DOI: 10.1002/aps.70056 ISSN: 1742-3341

An Ethnopsychotherapeutic Approach to Unaccompanied Minor Asylum Seekers: Navigating Between Culture, Body and Words

Saskia von Overbeck Ottino

ABSTRACT

In recent years, many Unaccompanied Minor Refugees have arrived in our “Western” countries. They all face numerous health risk factors, particularly in terms of mental health: separation from or loss of parents, trauma, exile, and immersion in an unfamiliar environment, all of this as a minor. However, their distress is often overlooked or underestimated. Particularly, the psychological impact of being separated from familiar adults, as well as from their cultural environment of reference, is rarely taken into account in the care they receive. Paradoxically, and likely as a result, the extent of their suffering very rarely leads to psychotherapy. It is as if the psychoanalyst's encounter with a culturally‐different, further burden by heavy trauma patient, stirs up both the familiar and the unfamiliar.

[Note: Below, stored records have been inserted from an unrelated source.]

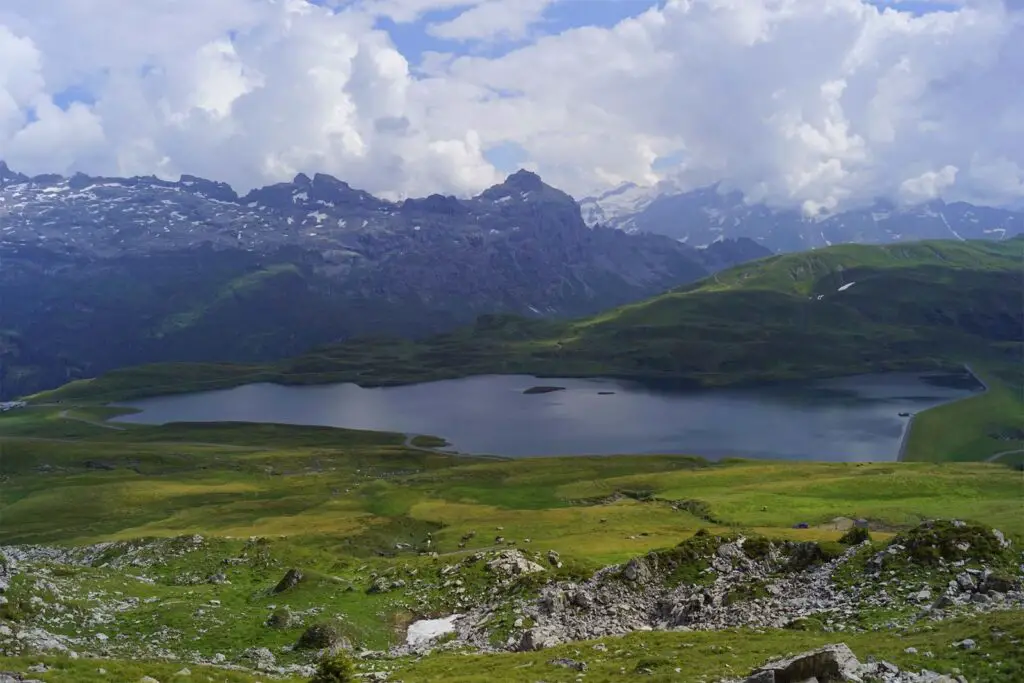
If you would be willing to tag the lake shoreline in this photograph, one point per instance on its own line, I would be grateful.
(852, 419)
(905, 437)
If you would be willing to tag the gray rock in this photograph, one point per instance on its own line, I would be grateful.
(568, 664)
(536, 639)
(260, 658)
(636, 570)
(832, 663)
(966, 583)
(512, 563)
(290, 580)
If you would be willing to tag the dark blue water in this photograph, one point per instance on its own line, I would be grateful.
(850, 419)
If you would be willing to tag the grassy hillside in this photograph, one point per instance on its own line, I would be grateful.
(835, 311)
(344, 507)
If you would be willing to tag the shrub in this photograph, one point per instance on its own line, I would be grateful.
(334, 669)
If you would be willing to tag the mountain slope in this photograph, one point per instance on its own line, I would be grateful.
(834, 311)
(97, 273)
(700, 216)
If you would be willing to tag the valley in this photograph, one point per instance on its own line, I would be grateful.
(99, 272)
(854, 484)
(198, 524)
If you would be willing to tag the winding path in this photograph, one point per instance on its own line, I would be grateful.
(994, 458)
(104, 425)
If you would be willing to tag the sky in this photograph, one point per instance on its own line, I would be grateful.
(816, 103)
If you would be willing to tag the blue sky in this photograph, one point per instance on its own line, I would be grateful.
(792, 118)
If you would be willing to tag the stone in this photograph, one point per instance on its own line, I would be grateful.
(290, 580)
(966, 583)
(536, 639)
(636, 570)
(568, 664)
(317, 637)
(512, 563)
(832, 663)
(260, 658)
(995, 584)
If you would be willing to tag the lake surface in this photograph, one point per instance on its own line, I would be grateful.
(849, 419)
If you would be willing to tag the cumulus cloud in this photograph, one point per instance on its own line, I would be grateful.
(819, 103)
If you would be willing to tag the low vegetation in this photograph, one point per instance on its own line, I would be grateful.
(923, 306)
(357, 516)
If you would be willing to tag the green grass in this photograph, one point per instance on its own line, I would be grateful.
(913, 306)
(704, 656)
(343, 506)
(974, 428)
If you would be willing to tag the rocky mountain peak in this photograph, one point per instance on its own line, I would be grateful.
(438, 204)
(220, 191)
(9, 177)
(524, 180)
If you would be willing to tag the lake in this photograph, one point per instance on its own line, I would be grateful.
(848, 419)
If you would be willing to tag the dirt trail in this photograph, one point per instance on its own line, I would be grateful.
(104, 425)
(995, 457)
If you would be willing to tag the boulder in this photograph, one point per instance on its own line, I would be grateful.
(290, 580)
(636, 570)
(512, 563)
(317, 637)
(259, 657)
(568, 664)
(536, 639)
(832, 664)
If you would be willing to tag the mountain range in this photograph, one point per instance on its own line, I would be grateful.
(98, 272)
(840, 310)
(705, 215)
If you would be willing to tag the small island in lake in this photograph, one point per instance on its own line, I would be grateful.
(543, 389)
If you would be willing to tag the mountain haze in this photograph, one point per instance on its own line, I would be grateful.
(101, 272)
(701, 216)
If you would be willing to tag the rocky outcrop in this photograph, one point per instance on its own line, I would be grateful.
(712, 583)
(308, 262)
(838, 664)
(512, 563)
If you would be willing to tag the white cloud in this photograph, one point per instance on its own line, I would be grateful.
(493, 19)
(818, 103)
(928, 185)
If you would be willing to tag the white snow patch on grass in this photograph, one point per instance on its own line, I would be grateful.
(428, 629)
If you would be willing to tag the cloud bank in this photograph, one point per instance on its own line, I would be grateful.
(820, 103)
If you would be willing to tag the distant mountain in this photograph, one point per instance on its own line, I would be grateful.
(701, 216)
(99, 272)
(839, 310)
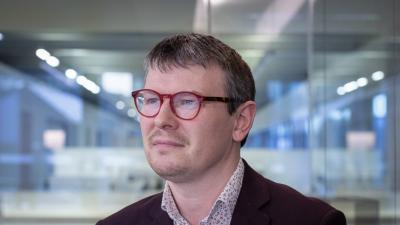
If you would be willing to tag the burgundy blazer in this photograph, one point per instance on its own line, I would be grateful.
(260, 202)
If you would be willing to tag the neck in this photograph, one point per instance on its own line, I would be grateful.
(195, 199)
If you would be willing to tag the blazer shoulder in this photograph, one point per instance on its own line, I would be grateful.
(135, 212)
(285, 204)
(310, 209)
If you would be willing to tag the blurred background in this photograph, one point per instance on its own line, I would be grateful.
(328, 94)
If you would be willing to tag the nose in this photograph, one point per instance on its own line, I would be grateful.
(166, 118)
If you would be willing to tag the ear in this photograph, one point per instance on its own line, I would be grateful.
(244, 116)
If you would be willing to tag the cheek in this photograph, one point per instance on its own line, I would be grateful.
(213, 132)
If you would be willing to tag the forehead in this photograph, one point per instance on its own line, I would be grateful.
(210, 80)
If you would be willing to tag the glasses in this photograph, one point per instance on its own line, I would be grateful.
(185, 105)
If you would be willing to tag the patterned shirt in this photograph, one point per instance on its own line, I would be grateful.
(222, 210)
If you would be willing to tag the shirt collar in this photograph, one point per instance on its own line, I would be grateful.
(227, 198)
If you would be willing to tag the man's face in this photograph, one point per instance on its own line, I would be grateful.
(179, 150)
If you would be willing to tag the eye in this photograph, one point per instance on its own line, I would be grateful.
(187, 102)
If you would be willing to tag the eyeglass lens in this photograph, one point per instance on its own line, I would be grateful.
(185, 104)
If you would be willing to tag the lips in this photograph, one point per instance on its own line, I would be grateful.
(167, 143)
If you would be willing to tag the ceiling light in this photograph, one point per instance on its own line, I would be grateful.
(53, 61)
(71, 74)
(378, 75)
(361, 82)
(341, 91)
(42, 54)
(351, 86)
(117, 82)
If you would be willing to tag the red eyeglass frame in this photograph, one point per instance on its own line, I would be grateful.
(171, 96)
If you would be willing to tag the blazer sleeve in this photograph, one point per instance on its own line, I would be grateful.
(333, 217)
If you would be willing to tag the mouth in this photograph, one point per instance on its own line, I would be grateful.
(167, 143)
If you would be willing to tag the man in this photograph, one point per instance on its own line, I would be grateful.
(196, 110)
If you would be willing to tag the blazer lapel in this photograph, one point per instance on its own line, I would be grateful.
(253, 198)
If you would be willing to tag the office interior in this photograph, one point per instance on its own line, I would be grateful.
(328, 101)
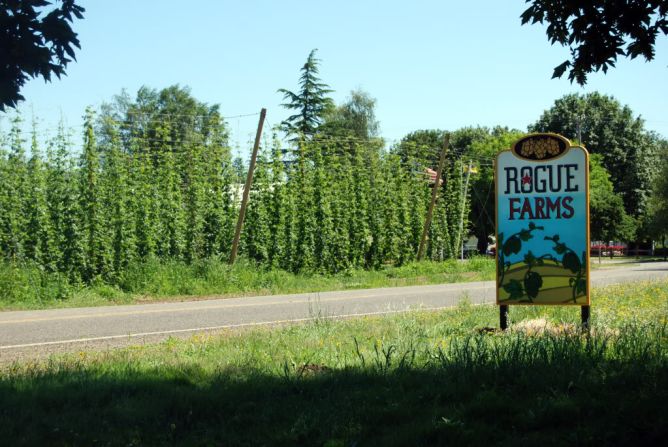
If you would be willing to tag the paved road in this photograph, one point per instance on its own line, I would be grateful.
(66, 329)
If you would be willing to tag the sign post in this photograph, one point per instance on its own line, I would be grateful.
(542, 224)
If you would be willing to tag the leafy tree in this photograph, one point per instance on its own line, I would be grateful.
(34, 41)
(610, 129)
(310, 103)
(608, 219)
(657, 220)
(354, 118)
(599, 31)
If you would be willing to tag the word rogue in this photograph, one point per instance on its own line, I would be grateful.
(550, 178)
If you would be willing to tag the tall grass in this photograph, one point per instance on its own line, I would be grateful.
(420, 378)
(28, 286)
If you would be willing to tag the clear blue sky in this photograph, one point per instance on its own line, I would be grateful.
(429, 64)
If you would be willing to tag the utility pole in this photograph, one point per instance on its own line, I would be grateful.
(247, 186)
(434, 194)
(461, 219)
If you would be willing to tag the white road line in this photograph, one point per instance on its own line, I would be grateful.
(213, 328)
(217, 307)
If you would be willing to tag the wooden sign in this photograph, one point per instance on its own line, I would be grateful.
(542, 222)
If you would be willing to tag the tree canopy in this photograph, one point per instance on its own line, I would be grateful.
(310, 102)
(629, 151)
(597, 32)
(34, 42)
(354, 118)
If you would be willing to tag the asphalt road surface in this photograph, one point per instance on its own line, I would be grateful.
(59, 330)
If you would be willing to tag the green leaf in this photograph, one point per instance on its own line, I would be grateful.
(571, 262)
(512, 245)
(514, 288)
(532, 284)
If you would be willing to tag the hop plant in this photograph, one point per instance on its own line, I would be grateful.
(539, 148)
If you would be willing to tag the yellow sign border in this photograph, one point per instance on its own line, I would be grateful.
(496, 217)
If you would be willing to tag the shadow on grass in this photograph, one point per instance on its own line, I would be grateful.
(472, 398)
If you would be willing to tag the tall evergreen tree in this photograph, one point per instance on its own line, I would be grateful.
(310, 102)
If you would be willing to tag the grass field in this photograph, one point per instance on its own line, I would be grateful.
(26, 287)
(419, 378)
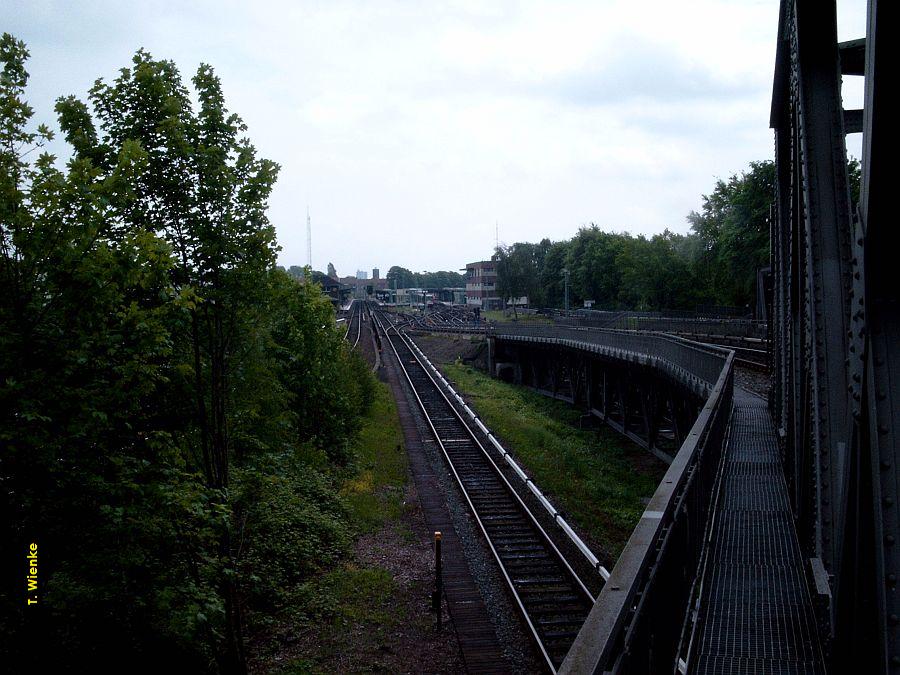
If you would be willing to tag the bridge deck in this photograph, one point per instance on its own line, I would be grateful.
(755, 612)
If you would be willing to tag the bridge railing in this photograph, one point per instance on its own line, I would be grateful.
(664, 324)
(689, 361)
(636, 623)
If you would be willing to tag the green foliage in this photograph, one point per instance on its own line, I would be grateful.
(715, 264)
(404, 278)
(597, 478)
(733, 229)
(174, 412)
(374, 494)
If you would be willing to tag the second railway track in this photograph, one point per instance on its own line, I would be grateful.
(552, 599)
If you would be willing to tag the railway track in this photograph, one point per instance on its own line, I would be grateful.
(552, 599)
(354, 324)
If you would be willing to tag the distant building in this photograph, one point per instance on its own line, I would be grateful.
(481, 285)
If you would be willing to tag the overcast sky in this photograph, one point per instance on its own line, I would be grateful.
(410, 128)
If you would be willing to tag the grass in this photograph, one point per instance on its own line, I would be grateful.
(351, 597)
(597, 478)
(375, 494)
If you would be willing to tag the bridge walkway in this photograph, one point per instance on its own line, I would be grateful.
(755, 613)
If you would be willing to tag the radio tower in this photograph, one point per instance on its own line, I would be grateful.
(308, 240)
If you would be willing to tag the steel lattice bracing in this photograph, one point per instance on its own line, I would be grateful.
(835, 332)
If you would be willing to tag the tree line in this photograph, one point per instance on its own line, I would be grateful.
(716, 263)
(174, 410)
(400, 277)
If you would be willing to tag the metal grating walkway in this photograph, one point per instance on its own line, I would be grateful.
(755, 612)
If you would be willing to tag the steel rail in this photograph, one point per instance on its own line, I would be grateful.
(529, 483)
(551, 547)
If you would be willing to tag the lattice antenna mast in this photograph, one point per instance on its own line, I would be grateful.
(308, 239)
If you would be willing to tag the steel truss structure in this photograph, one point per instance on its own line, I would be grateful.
(836, 330)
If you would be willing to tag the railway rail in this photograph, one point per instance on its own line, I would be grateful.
(553, 600)
(355, 317)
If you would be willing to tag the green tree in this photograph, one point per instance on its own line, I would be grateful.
(516, 272)
(733, 227)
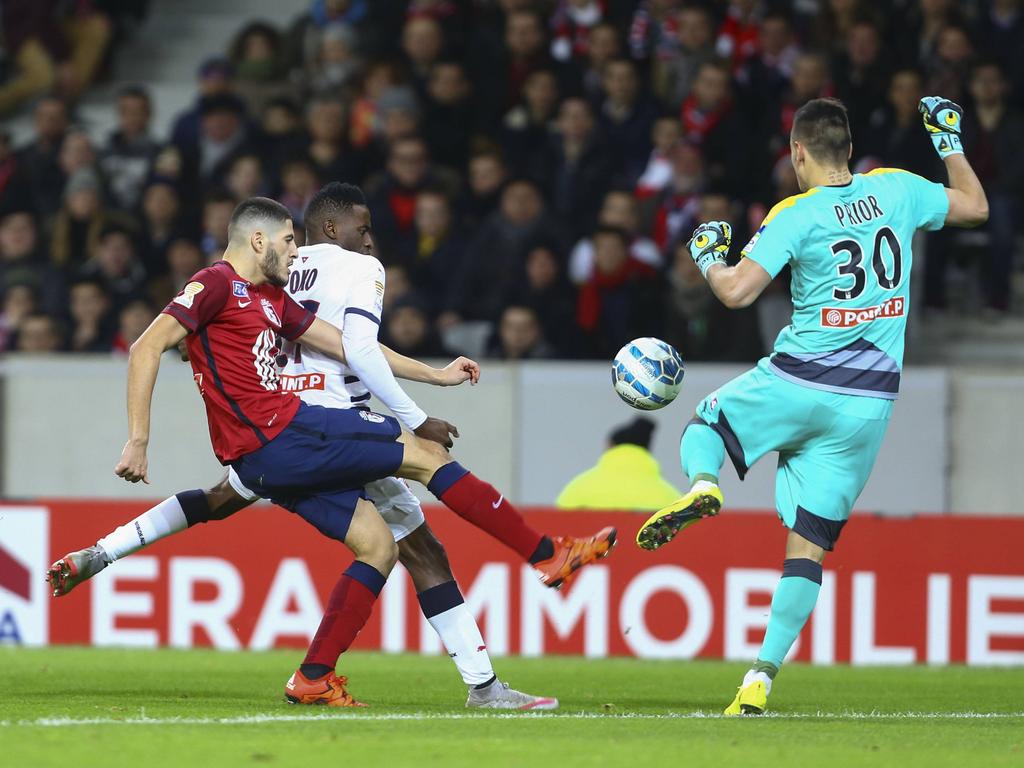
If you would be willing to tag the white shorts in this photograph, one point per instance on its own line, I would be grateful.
(397, 505)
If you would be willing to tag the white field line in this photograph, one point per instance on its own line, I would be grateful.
(423, 716)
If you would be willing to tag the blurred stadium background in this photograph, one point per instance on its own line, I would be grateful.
(531, 168)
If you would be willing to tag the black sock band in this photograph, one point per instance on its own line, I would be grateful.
(440, 598)
(545, 551)
(801, 566)
(195, 505)
(313, 671)
(487, 684)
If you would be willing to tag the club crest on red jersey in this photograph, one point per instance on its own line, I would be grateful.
(187, 295)
(269, 311)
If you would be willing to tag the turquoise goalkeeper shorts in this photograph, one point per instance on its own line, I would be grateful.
(826, 444)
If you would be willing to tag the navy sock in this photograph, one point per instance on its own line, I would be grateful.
(544, 551)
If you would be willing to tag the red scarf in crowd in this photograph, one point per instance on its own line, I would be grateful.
(593, 291)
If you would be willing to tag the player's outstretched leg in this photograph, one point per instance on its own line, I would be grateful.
(349, 605)
(443, 606)
(701, 453)
(555, 558)
(170, 516)
(791, 607)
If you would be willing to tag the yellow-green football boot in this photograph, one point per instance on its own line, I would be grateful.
(752, 696)
(705, 500)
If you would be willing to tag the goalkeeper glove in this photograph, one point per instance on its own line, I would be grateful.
(710, 245)
(942, 120)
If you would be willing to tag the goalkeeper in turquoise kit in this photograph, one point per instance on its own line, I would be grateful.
(822, 399)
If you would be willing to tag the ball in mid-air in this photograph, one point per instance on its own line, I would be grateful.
(647, 373)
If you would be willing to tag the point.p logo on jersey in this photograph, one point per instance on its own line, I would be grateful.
(24, 557)
(849, 316)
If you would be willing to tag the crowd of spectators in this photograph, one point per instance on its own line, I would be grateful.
(532, 168)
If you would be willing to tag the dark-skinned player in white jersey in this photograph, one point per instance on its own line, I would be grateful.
(344, 220)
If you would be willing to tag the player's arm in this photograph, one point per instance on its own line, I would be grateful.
(325, 338)
(457, 372)
(735, 287)
(143, 365)
(968, 203)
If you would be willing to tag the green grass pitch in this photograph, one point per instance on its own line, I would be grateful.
(84, 707)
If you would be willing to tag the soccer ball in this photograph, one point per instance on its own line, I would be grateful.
(647, 374)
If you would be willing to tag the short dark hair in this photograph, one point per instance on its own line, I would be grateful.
(90, 281)
(613, 231)
(334, 200)
(249, 213)
(822, 126)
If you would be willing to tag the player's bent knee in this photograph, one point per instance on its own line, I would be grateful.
(421, 458)
(371, 540)
(425, 559)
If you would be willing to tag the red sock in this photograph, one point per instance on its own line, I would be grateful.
(348, 608)
(480, 504)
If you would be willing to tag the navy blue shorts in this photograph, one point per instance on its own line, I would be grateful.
(316, 467)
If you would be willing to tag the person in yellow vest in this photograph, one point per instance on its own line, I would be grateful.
(627, 476)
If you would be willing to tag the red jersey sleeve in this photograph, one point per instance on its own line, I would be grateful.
(200, 300)
(295, 320)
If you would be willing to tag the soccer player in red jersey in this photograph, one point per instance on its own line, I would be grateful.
(309, 459)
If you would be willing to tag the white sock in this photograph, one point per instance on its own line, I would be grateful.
(465, 645)
(753, 677)
(162, 520)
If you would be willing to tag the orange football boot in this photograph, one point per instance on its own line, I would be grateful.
(571, 554)
(328, 690)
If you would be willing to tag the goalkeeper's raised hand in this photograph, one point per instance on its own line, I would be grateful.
(710, 245)
(942, 121)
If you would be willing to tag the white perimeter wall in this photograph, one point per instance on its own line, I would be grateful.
(952, 443)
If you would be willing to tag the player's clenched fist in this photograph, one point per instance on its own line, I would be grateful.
(942, 120)
(133, 465)
(458, 371)
(710, 244)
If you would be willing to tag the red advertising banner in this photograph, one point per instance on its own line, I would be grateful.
(927, 589)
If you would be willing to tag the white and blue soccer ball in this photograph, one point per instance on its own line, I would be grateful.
(647, 373)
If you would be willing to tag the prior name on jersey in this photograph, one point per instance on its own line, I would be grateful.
(849, 249)
(336, 284)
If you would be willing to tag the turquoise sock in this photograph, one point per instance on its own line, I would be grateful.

On the one hand, as a human being the patient functions, consciously and unconsciously, in a similar way to the analyst, and hence is recognizable. On the other hand, differences between them linked to their cultural backgrounds or to the extreme trauma effects, bring in the unfamiliar. For instance, material may emerge that is repressed in the culture of one but given open expression in that of the other, bringing the return of the repressed and the uncanny. Collective fantasies in the analyst about the patient's culture, including unconscious stereotypes, may also be present and impact the transference and countertransference dynamic.